In the Reformed faith, justification is the one-time offering of Christ for His sheep. Christ suffered, died and was resurrected for our sins. Those sins, every last one of them, have been paid for by the shed blood of Christ.
We have been redeemed.
Justification means we are right in God's eyes because of the work of His perfect Son on our behalf. We could not save ourselves. Christ saved us. He took the punishment due us, thus enabling us to now stand acquitted before God.

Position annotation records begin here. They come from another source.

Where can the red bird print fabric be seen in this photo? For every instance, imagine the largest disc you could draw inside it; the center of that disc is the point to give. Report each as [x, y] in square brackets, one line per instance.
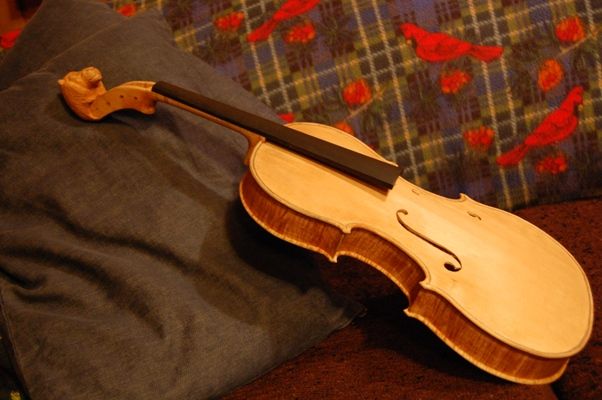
[288, 10]
[557, 126]
[440, 47]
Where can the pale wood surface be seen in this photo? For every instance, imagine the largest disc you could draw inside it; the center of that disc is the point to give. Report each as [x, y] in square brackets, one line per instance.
[515, 282]
[495, 288]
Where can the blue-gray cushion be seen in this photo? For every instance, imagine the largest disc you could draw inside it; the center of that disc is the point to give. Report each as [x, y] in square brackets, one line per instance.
[128, 266]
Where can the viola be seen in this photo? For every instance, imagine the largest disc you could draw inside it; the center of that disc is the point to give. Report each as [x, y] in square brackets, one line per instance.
[498, 290]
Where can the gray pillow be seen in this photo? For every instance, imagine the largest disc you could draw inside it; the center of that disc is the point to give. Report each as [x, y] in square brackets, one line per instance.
[128, 267]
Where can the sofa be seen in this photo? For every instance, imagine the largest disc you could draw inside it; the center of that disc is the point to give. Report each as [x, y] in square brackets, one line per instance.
[129, 266]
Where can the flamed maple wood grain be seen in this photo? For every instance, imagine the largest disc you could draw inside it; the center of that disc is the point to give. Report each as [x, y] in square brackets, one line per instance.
[474, 344]
[501, 292]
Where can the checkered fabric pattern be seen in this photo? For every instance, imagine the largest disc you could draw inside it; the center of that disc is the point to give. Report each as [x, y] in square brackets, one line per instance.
[349, 63]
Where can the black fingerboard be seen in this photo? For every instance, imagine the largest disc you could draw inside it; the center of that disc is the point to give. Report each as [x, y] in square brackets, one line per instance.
[368, 169]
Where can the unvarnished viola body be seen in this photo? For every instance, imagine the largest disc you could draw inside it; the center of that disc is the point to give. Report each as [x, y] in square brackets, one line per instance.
[498, 290]
[495, 288]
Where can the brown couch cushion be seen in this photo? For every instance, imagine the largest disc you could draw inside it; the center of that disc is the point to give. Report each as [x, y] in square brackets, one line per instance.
[386, 355]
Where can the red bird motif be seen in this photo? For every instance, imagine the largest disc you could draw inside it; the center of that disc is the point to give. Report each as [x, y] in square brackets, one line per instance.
[288, 10]
[439, 47]
[557, 126]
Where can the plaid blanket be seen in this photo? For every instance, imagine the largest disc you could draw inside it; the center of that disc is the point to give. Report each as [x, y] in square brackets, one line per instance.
[500, 100]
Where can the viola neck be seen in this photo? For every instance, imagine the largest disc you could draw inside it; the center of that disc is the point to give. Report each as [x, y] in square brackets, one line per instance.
[369, 170]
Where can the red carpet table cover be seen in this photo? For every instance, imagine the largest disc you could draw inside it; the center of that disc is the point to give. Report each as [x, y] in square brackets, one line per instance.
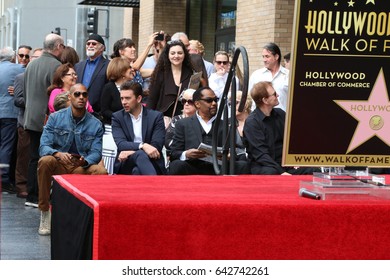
[217, 218]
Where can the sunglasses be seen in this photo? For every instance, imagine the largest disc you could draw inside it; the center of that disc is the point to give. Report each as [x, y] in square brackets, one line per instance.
[71, 74]
[230, 103]
[189, 101]
[24, 56]
[210, 100]
[274, 94]
[78, 93]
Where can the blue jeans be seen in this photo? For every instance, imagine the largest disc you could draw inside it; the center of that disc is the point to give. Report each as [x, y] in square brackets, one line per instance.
[8, 131]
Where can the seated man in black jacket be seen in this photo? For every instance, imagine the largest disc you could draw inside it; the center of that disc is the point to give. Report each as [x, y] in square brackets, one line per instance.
[264, 132]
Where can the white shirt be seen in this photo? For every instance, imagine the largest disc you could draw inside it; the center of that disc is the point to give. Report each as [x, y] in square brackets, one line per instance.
[279, 83]
[137, 126]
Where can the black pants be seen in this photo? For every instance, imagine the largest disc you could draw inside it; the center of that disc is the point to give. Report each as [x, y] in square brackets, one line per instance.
[32, 181]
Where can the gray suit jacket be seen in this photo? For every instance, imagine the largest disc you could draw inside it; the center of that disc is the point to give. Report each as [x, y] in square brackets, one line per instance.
[153, 133]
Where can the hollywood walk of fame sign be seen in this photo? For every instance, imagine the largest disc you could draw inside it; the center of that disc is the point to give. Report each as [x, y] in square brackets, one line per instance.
[339, 109]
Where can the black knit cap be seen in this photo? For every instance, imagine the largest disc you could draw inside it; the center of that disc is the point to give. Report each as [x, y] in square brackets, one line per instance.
[96, 37]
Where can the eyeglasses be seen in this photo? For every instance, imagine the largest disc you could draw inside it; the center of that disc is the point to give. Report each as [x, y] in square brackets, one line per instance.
[274, 94]
[78, 93]
[222, 62]
[24, 56]
[210, 100]
[189, 101]
[71, 74]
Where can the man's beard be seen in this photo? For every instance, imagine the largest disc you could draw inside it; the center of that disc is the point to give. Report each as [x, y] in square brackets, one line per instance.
[90, 53]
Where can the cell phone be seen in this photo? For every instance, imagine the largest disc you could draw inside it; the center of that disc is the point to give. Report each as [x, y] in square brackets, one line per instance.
[160, 37]
[75, 156]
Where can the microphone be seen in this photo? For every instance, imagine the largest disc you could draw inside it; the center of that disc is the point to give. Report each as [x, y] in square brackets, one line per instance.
[308, 194]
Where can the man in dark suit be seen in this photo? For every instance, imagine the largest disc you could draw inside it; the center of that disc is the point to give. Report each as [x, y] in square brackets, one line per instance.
[185, 157]
[139, 134]
[92, 71]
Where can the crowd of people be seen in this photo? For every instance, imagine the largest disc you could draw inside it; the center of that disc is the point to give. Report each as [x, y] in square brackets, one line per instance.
[130, 114]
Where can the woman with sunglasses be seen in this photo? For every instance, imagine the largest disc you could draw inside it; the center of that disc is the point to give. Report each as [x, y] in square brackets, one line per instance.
[188, 110]
[217, 80]
[118, 72]
[170, 77]
[64, 78]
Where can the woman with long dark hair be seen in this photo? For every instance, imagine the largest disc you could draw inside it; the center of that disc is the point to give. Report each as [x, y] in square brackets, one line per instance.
[170, 77]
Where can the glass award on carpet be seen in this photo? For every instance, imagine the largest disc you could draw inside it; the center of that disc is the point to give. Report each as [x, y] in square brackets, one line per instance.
[340, 183]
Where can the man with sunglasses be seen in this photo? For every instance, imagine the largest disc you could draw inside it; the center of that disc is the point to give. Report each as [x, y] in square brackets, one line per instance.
[217, 80]
[264, 133]
[71, 143]
[23, 55]
[92, 71]
[186, 158]
[272, 72]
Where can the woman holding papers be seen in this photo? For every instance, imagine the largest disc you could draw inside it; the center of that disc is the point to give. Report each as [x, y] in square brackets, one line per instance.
[170, 78]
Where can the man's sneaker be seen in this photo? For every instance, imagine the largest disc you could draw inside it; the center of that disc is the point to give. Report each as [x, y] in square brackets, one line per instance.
[31, 203]
[45, 224]
[8, 187]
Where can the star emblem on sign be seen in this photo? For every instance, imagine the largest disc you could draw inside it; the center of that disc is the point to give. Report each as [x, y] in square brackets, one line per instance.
[373, 114]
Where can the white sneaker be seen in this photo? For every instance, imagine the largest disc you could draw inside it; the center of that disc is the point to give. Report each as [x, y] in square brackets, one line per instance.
[45, 224]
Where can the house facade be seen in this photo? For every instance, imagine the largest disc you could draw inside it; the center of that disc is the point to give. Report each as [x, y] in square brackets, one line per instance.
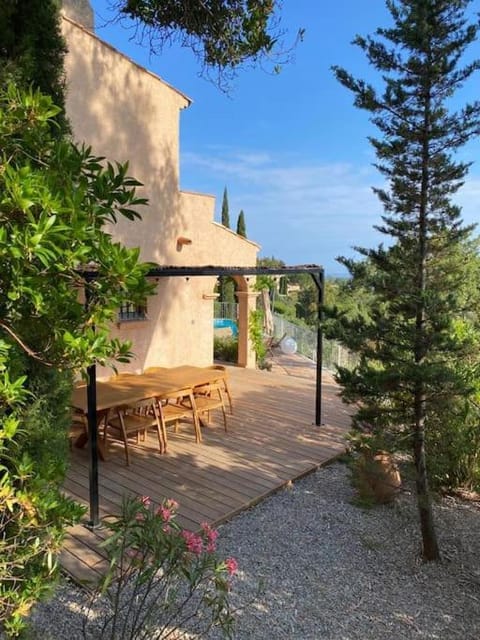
[124, 112]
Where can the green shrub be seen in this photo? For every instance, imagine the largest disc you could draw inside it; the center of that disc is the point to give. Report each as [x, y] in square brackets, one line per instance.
[453, 442]
[163, 581]
[255, 329]
[33, 512]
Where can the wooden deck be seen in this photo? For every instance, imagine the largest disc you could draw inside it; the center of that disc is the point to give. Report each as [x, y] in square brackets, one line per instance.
[271, 441]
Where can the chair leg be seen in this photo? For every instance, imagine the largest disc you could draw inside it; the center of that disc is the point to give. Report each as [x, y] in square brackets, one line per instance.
[125, 438]
[161, 429]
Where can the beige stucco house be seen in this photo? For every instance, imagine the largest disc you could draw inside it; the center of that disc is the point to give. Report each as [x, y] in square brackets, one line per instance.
[127, 113]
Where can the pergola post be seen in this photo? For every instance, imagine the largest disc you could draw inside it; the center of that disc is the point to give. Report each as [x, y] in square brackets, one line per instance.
[93, 445]
[319, 279]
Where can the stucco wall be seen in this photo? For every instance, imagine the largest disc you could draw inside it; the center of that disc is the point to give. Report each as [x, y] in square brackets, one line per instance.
[126, 113]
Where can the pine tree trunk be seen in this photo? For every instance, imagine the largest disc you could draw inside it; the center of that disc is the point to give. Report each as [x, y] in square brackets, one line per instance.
[430, 550]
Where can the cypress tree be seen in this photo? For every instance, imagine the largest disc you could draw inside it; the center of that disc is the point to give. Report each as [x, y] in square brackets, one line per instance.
[410, 344]
[225, 213]
[241, 228]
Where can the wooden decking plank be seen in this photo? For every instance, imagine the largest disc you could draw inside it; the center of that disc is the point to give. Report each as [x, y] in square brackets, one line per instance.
[270, 440]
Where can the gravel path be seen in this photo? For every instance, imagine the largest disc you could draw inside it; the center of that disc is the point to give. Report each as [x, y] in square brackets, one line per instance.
[336, 572]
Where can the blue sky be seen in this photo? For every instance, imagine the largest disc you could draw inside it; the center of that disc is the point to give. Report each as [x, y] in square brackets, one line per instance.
[290, 148]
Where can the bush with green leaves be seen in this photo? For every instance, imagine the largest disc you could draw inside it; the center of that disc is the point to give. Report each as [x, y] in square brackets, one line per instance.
[255, 332]
[33, 513]
[225, 348]
[163, 581]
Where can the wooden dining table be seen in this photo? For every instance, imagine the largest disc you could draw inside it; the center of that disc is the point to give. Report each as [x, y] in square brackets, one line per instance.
[130, 389]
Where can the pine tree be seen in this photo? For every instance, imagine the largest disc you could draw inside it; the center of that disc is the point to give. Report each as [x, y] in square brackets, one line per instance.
[33, 49]
[410, 343]
[241, 228]
[225, 213]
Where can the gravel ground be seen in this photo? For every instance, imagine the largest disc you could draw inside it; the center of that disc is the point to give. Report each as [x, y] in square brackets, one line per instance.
[333, 571]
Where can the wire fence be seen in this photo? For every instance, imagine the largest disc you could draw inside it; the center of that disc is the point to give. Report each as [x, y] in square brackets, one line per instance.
[225, 310]
[333, 354]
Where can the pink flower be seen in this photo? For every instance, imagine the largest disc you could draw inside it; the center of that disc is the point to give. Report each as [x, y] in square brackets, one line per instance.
[164, 513]
[194, 543]
[232, 566]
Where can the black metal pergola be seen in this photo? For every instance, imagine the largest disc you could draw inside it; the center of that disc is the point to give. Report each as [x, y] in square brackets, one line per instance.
[318, 276]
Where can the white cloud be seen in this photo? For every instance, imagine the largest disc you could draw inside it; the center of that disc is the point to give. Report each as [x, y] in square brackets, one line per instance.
[300, 211]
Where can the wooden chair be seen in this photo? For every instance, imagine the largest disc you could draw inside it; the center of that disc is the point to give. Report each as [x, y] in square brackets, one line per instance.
[224, 381]
[136, 420]
[209, 397]
[78, 428]
[176, 406]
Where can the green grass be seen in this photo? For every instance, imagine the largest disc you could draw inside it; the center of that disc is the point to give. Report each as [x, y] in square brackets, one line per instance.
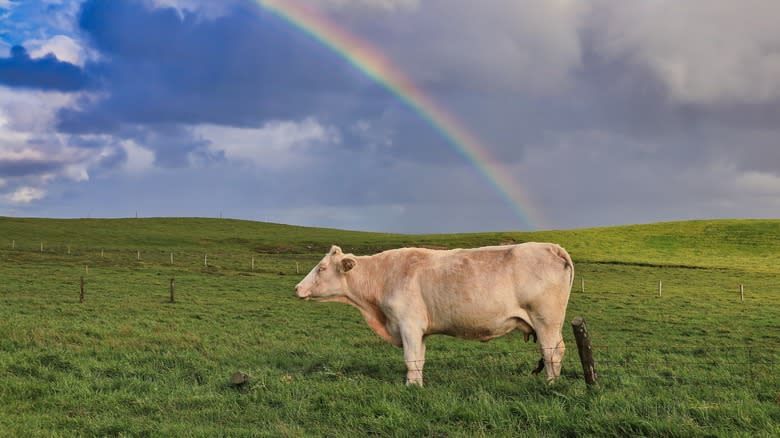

Justification is a judicial act of God, in which He declares, on the basis of the righteousness of Jesus Christ, that all the claims of the law are satisfied with respect to the sinner -- (L. Berkhof, Systematic Theology, p. 513). "The phrase in ipso (in him) I have preferred to retain, rather than render it per ipsum (by him,) because it has in my opinion more expressiveness and force. For we are enriched in Christ, inasmuch as we are members of his body, and are engrafted into him: nay more, being made one with him, he makes us share with him in every thing that he has received from the Father." -- (John Calvin Commentary on 1 Cor 1:5) "This calling is an act of the grace of God in Christ by which he calls men dead in sin and lost in Adam through the preaching of the Gospel and the power of the Holy Spirit, to union with Christ and to salvation obtained in him." -- Francis Turretin"Those whom, God effectually calls he also freely justifies, not by infusing righteousness into them, but by pardoning their sins, and by accounting and accepting their persons as righteous; not for anything wrought in them or done by them, but for Christs sake alone; not by imputing faith itself, the act of believing, or any other evangelical obedience to them as their righteousness, but by imputing the obedience and satisfaction of Christ unto them, they receiving and resting on him and his righteousness by faith, which faith they have not of themselves, it is the gift of God" - Westminster Confessions of Faith, Ch. 11.
Something I learned was Catholics have reinterpreted the atonement as well. There is no mention of Christ dying as a subsitute for your sins. That's simply because they have reinterpreted the atonement to mean it was only an act of love.